Song by Geeshie Wiley and Elvie Thomas
- Released: 1930
- Genre: Delta blues
- Label: Paramount Records
- Songwriter: Geeshie Wiley

= Last Kind Words Blues =

1930 blues song by Geeshie Wiley

"Last Kind Words Blues", more commonly known as "Last Kind Words", is a 1930 blues song, written by Geeshie Wiley, and performed and recorded by Geeshie Wiley and Elvie Thomas. It was released on the Paramount Records label in July 1930, with "Skinny Leg Blues" as the B-side.

==History==
"Last Kind Word Blues" was sung and performed on guitar by Geeshie Wiley, with Elvie Thomas providing additional guitar accompaniment. The lyrics reflect on the singer's father, who went to serve in the "German War" (World War I) and before he left, told her: "If I die (...) I want you to send my body to my mother." However, he also told her that he did not want a burial and preferred to be left outside, to "let the buzzards eat me whole." The female protagonist in the song went to the depot, but cried as "some train don't come, there'll be some walkin' done." The song then concludes with the last words of the protagonist's mother. She told her daughter to "not be so wild", and commented that the Mississippi River is "so deep and wide I can stand right here, see my babe from the other side." The dying woman then concluded: "I may not see you after I cross the deep blue sea."

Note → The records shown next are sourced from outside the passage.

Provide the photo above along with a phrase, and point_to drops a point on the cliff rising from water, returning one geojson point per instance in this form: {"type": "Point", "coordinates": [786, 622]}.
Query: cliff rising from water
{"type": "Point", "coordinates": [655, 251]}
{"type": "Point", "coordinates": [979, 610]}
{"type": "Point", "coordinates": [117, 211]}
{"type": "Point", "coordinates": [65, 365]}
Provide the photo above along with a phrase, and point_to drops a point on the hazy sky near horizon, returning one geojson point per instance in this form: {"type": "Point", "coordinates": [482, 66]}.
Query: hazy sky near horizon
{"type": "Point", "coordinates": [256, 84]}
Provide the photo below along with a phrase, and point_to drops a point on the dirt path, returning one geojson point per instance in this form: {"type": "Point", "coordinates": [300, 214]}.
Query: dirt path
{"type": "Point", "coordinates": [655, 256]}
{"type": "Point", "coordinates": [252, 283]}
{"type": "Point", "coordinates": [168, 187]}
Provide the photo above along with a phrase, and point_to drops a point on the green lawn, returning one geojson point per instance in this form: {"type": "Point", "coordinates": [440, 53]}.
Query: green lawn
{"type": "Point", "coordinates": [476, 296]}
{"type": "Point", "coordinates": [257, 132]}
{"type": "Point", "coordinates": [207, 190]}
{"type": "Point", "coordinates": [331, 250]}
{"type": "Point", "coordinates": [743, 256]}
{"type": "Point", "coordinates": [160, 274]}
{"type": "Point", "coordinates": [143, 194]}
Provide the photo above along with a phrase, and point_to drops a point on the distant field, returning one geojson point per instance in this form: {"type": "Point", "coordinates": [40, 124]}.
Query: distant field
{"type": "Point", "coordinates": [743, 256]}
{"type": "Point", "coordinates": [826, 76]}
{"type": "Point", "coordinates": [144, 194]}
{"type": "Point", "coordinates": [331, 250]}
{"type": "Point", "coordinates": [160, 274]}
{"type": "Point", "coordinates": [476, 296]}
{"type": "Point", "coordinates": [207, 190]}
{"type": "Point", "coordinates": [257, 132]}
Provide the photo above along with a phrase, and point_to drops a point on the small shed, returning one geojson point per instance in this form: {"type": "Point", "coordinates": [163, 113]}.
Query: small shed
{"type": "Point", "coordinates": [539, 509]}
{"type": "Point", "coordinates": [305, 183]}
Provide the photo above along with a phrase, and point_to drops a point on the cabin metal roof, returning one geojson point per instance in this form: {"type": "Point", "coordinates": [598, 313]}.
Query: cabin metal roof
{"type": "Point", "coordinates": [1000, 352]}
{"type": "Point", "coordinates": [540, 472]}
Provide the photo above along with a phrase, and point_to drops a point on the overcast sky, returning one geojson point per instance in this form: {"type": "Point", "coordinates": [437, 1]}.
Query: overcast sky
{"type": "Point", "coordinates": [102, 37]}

The song's haunting lyrics and atmosphere have been praised by many listeners and music critics.

==Crumb==
"Last Kind Word Blues" gained more notability after being featured in the 1994 documentary film Crumb by Terry Zwigoff, about cartoonist Robert Crumb. In one scene, Crumb talks about his love for old blues, country and jazz music from the 1920s and 1930s and puts a record on the needle. The soundtrack then plays "Last Kind Words" over a series of strange and disturbing images from Crumb's comics. Yet, as Crumb himself pointed out in interviews, he does not actually own "Last Kind Words" on shellac, since original pressings of this record are extraordinarily rare. On Crumb's official website, he declared "Last Kind Words"; "the greatest female vocal.". Crumb was also interviewed in 2014 for a New York Times article about Geeshie Wiley and Elvie Thomas.

Thanks to Crumb, music historians such as Greil Marcus have tried to find out more about the identity of Wiley and Thomas. "Last Kind Word Blues" itself has also been included on several compilation albums, including the official soundtrack album of the film, Crumb, but also blues compilation records including The Rough Guide To Delta Blues (World Music Network, 2002), Mississippi Masters: Early American Blues Classics 1927-35 (Yazoo Records, 2007), American Epic: The Collection (Sony Legacy, Lo-Max, 2017) and American Epic: The Best of Blues (Sony Legacy, Third Man Records, 2017).

"Last Kind Words" was also included on the compilation record Chimpin' The Blues (East River Records, 2013), for whom Robert Crumb illustrated the album cover.

==Covers==
"Last Kind Word Blues" has been covered by several artists:

- David Johansen and the Harry Smiths on their album Shaker (2002). Johansen also sang a portion of "Last Kind Words" in the movie Searching for the Wrong-Eyed Jesus (2003).
- C. W. Stoneking on the album Mississippi & Piedmont Blues 1927–1941 (2006).
- Dex Romweber Duo released a version featuring Jack White, on White's vinyl-only label, Third Man Records.
- Christine Pizzuti covered it, available on Music from The American Epic Sessions: Original Motion Picture Soundtrack (2017).
- Ransom Riggs used the song in his video "Talking Pictures", in which he talks about vintage photographs.
- Rhiannon Giddens (member of Carolina Chocolate Drops) on her solo debut album, Tomorrow Is My Turn.
- The Kronos Quartet performed an arrangement of the song at their fortieth anniversary concert, broadcast in 2013.
- Hogan & Moss on the album You've Been That Friend To Me (2016)
- Robert Plant / Alison Krauss on the album Raise the Roof, released in November 2021.